Ella apareció un minuto o dos después de las tres, como había dicho. Era una mujer esbelta y morena vestida con una trenca y un pañuelo de flores. Su trabajo en el museo había terminado a las tres; estaba al otro lado de la plaza, no se tardaba mucho en apagar las luces y cerrar… Van Veeteren supuso que la frecuencia de visitantes iba a la par de la del Poseidón; era domingo, el primero de Adviento además, la gente debía de tener otras cosas que hacer que ir al museo local o a un restaurante.

– ¿Comisario Van Veeteren?

– Van Veeteren… Siéntese, por favor. ¿Es usted Ulrike deMaas?

Ella asintió y colgó la trenca en el respaldo de la silla.

– Tiene que disculparme por preferir encontrarme con usted aquí y no en mi casa, pero tengo una situación un poco complicada en este momento… y usted me dijo que quería que tuviéramos una conversación con toda tranquilidad.

Sonrió levemente.

– No puedo imaginarme un lugar mejor que éste -dijo Van Veeteren-. ¿Qué quiere usted comer?

El calvo había surgido de entre las sombras.

– ¿Comer? -vaciló Ulrike deMaas.

– Por supuesto -dijo Van Veeteren-. He conducido durante dos horas, otras dos para volver a casa.
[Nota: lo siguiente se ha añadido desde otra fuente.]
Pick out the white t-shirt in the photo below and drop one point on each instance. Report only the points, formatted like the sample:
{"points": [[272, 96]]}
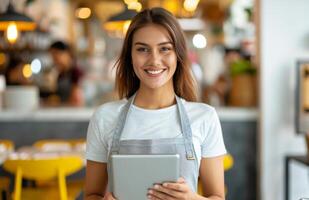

Un guiso en la oscuridad del otoño es lo menos que puedo desear. Pida usted lo que quiera…, paga el Estado.

Ella volvió a sonreír, esta vez con un poco más de aplomo. Se quitó una cinta del pelo y dejó caer una melena castaña. Van Veeteren recordó que era un viejo policía al que sólo le faltaban diez años para la jubilación.

Ella encendió un cigarrillo.

– ¿Sabe usted, comisario?, cuando leí la noticia de su muerte fue como si… bueno, no como si hubiera estado esperándolo, pero ni me chocó ni me espantó… o, lo que suela pasar en estos casos. ¿No es extraño?

– Quizás. ¿Puede explicarlo un poco más?

Ella dudó un momento.

– Eva… Eva era una persona así, en cierto modo… vivía con riesgo…, tal vez sea mucho decir, pero había algo… dramático en ella.